Dias himself admits there is still work to be done when it comes to understanding the exact structure of red matter, which is key to more insight into how it is, or could, act as a superconductor.

Theoretically, a diamond anvil, which very few research labs have access to, is not required to achieve the pressure of 1 gigapascal. It can be managed in pressure cells, which are relatively common. That means other research groups can quickly try to reproduce the Rochester team’s results.

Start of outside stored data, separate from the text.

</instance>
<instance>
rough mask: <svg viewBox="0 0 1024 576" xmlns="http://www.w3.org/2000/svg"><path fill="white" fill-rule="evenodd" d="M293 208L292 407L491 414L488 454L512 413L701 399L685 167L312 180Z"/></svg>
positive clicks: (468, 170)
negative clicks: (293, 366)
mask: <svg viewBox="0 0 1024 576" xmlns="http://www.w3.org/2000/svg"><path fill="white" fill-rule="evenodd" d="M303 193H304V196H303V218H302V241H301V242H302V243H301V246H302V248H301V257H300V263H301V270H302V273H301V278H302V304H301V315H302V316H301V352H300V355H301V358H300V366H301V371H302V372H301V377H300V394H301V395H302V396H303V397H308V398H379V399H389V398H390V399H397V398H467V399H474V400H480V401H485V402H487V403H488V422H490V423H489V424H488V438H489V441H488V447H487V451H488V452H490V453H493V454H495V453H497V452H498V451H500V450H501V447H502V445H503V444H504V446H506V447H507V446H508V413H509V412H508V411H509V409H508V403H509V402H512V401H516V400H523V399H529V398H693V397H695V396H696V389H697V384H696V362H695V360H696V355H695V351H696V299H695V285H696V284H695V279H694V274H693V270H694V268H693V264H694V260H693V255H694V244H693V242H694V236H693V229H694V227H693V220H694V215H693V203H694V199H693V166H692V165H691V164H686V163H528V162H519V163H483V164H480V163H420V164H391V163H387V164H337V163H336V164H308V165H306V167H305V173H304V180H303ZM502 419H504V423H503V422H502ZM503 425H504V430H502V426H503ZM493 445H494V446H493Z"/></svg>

While early reports indicate the first such attempts to do so have been unsuccessful, that doesn’t mean other teams won’t succeed. If they do, and when red matter’s structure is determined in a way that explains its superconductor qualities, it could prove on of the most impactful scientific discoveries in history.

Eva Zurek of the University of Buffalo, also in New York, explains:

“I think there are a lot of technologies that haven’t even been imagined yet that could use room-temperature, room-pressure superconductivity.”

However, she also cautions:

“The mechanism behind this compound’s superconductivity might be different, but I can’t know for sure because I don’t have a structure to work off of.”

For now, enthusiasm over the potential of red matter to make the electrical power grid far more efficient and environmentally friendly, give a huge boost to magnetic levitation technology and more is being restrained. But if the work of Dias and his team can be verified this time despite early missteps, it will quickly erupt. And then the work will begin to apply to potential of red matter into real, transformational use cases.